Delicious. I amped up the spices by soaking a dried chipotle pepper in hot water overnight, then chopping it fine and adding it at the onion/garlic/pepper stage. I also added the water it soaked in. I had some sliced chorizo in the freezer so I chopped that fine and put in with lamb. The chorizo added fat, so I let the whole thing cool and skimmed off the fat before adding the beans. Yum!!

This is a great base for modifications to personal taste. I increased the amount of spice, and instead of pimenton used 1Tbls Cumin, 1 Tbls Smoked Paprika, 1 Tbls Aleppo (I considered Harissa, but realized I ran out). I also added 2 Tbls of tomato paste before deglazing with the wine. I used beef broth. Finally, I added everything to the crockpot and let it go on high for 4 hours. No stirring necessary. Instead of beans, roasted eggplant and added in with 5 minutes left to go. It was delicious!

My compilation.
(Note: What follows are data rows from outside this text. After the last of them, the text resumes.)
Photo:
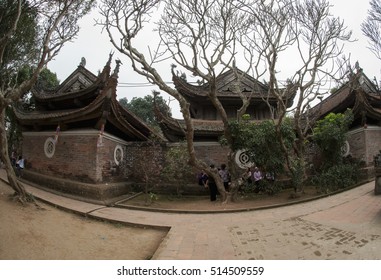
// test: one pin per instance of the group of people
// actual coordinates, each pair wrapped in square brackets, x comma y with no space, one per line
[252,175]
[209,182]
[256,176]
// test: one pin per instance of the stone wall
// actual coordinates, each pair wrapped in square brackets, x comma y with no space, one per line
[80,157]
[365,143]
[72,157]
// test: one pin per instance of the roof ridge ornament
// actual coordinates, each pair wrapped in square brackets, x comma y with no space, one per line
[83,62]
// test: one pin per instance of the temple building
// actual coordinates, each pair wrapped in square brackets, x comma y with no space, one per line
[363,97]
[79,140]
[207,122]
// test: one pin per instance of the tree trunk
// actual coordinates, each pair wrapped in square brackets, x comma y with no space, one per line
[19,189]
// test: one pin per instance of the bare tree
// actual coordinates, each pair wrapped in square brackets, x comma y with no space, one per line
[57,24]
[312,39]
[199,36]
[371,27]
[207,37]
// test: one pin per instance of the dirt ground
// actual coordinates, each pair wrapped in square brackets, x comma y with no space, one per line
[244,201]
[27,233]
I used 1.1 lbs uneven lamb chunks 14 oz tomato, used flour in meat and salt pepper 1:45 in oven day before. Last 20-30 top off Pull overnight Gonna reheat tomorrow , then with beans, parsley. I suspect I’ll add more pimentón and garlic and vinegar when I reheat. Possibly some olive oil atop Served with spinach aside or salad, and manchego….

This recipe is so delicious. I didn't tinker with the recipe except I used an 8-bone rack of lamb I found in my freezer looking for a purpose. I simply cut it into four pieces, browned them, and followed the rest of the recipe. I put the cutlets in with the bones for added flavor. Per many comments below, I brought the pot to a boil and then put it into a 350-degree oven, with the lid askew, for 2 hrs. Even though I had less lamb than the recipe called for, it was still wonderful.

Great recipe! I had to add some water at the end, but otherwise I followed the directions. The pimenton and the wine made an exceptional taste.

Wonderful as written. I used a jar of toasted red peppers, cut up, in lieu of fresh. Otherwise I followed the recipe and got raves.

Made this tonight and followed the suggestions to braise vs stovetop. The lamb was fall-off-the-bone perfect. Delicious on so many levels. Definitely making the fall/winter rotation.

So delicious! A favorite!

This recipe is a great way to use lean wild venison roasts. I increased the stock to 5 cups (due to longer cook time), and threw it in the oven for 3 hours at 350 [degF] with the lid cracked. Excellent.

Made this in the Instant Pot and it was delicious - despite the fact that I forgot the tomatoes. I’m sure it will be even better with them!